Periya Negamam is a panchayat town in Pollachi taluk of Coimbatore district in the Indian state of Tamil Nadu. Located in the north-western part of the state, it is one of the 33 panchayat towns in the district. Spread across an area of 10.88 km2, it had a population of 7,098 individuals as per the 2011 census. The region is known for its handloom industry and the production of Negamam cotton saris.

== Geography and administration ==
Periya Negamam is located in Pollachi taluk of Coimbatore district in the Indian state of Tamil Nadu. Spread across an area of 10.88 km2, it is located in the western part of the state. It is one of the 33 panchayat towns in the district. The region has a tropical climate with hot summers and mild winters. The highest temperatures are recorded in April and May, with lowest recordings in December-January.

The town panchayat is headed by a chairperson, who is elected by the members, who are chosen through direct elections. The town forms part of the Pollachi Assembly constituency that elects its member to the Tamil Nadu legislative assembly and the Pollachi Lok Sabha constituency that elects its member to the Parliament of India.

==Demographics==
As per the 2011 census, Periya Negamam had a population of 7,098 individuals across 2,101 households.
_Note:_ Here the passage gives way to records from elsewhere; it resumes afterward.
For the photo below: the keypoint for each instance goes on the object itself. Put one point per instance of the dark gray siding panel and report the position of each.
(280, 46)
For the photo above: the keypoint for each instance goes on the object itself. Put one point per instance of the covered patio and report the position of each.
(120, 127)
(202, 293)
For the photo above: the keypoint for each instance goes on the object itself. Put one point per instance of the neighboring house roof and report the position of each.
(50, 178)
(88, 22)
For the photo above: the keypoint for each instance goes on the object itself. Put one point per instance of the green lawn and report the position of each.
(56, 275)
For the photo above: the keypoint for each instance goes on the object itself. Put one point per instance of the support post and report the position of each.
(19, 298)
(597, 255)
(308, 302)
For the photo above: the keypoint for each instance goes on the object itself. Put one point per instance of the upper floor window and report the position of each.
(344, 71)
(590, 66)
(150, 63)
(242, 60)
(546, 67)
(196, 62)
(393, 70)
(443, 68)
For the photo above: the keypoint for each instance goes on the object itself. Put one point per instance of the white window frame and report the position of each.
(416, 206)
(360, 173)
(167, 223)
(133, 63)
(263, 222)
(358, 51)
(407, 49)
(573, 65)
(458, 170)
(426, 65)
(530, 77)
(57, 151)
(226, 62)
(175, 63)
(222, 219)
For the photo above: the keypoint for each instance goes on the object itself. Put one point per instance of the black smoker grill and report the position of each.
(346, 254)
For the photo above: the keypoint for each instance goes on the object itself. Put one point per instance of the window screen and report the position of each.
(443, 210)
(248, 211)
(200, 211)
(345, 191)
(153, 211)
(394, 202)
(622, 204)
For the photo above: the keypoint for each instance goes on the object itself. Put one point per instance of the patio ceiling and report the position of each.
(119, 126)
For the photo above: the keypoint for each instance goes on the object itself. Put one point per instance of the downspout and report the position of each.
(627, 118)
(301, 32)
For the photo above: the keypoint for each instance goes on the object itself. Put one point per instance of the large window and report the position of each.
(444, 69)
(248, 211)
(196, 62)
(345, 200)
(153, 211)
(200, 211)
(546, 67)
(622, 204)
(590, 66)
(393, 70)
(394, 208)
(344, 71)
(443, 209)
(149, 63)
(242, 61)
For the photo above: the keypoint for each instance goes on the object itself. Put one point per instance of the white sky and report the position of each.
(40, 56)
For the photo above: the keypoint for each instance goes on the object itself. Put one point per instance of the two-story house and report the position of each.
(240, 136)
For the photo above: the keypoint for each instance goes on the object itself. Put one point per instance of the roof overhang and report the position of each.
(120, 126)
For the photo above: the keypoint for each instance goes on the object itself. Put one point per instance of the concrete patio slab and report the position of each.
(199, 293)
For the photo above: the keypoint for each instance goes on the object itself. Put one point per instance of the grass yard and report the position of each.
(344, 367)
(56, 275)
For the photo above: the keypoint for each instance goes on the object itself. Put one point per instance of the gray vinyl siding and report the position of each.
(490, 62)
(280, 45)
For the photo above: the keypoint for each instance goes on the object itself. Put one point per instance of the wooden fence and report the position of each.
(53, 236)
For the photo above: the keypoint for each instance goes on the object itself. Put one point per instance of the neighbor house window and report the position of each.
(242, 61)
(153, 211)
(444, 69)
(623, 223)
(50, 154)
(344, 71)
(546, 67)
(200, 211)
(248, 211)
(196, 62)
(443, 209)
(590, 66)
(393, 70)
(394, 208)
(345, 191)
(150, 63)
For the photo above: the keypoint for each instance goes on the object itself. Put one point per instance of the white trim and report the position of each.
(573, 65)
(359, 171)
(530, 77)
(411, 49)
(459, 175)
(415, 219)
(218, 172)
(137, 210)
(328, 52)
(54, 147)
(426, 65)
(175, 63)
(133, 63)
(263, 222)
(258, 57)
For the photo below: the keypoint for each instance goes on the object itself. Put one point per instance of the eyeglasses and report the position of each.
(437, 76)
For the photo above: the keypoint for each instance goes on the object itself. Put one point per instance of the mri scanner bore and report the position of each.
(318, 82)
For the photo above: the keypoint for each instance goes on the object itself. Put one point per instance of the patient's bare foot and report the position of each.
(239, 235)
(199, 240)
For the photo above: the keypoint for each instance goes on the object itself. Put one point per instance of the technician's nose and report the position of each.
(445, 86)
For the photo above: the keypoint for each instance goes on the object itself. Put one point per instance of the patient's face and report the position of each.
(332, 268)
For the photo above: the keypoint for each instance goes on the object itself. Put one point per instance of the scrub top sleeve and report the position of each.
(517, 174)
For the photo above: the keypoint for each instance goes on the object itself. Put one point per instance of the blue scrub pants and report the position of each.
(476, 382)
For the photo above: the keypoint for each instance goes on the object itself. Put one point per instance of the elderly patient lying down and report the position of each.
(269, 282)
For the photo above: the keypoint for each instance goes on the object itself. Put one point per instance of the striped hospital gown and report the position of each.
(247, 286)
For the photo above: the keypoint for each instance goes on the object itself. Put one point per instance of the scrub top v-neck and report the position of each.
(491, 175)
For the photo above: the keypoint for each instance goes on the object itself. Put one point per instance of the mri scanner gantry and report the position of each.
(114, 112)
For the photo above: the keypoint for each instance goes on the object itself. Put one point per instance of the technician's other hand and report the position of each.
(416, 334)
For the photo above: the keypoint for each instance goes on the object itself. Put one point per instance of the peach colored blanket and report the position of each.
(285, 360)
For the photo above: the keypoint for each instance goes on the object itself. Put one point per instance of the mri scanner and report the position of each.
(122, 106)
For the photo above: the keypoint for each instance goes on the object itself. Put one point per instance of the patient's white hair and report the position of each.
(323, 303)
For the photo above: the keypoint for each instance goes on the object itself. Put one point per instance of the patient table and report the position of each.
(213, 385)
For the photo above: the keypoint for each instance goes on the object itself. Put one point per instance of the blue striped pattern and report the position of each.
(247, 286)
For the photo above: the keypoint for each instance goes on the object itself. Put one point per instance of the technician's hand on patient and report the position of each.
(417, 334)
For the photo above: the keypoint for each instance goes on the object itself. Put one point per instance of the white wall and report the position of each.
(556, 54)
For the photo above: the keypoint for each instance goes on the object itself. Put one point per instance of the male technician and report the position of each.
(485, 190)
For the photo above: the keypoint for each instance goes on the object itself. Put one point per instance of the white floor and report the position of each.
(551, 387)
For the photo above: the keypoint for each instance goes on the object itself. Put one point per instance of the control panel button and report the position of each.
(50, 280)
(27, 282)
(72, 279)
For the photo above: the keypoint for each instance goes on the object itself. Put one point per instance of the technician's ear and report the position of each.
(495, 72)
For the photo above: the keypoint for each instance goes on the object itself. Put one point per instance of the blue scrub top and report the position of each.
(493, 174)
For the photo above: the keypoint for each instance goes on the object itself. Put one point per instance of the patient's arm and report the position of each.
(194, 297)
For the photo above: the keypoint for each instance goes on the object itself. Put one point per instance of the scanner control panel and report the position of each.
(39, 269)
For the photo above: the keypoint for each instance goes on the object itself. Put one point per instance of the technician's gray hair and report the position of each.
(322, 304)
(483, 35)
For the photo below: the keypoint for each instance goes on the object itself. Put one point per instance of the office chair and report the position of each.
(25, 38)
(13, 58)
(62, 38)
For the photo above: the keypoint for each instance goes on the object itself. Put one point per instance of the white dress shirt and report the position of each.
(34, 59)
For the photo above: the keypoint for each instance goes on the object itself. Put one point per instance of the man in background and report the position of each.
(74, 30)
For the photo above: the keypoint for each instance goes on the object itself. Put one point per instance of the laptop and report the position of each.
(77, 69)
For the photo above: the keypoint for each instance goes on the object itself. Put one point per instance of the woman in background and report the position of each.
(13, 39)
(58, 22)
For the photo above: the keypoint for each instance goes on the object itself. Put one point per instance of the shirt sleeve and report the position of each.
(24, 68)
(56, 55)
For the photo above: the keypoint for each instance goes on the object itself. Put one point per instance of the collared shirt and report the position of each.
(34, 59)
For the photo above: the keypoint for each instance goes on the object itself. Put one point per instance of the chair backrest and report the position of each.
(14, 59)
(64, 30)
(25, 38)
The population saw a marginal decrease compared to the previous census in 2001 when 7,683 inhabitants were registered. The population consisted of 3,546 males	and 3,552 females. About 522 individuals were below the age of six years. The entire population is classified as urban. The town has an average literacy rate of 79.3%. About 20.9% of the population belonged to scheduled castes.

About 51% of the eligible population were employed full-time. Handloom industry contributes significantly to the economy, with the town known for its weaving of Negamam cotton saris. Hinduism was the majority religion which was followed by 97.6% of the population, with Christianity (1.4%) and Islam (1.0%) being minor religions.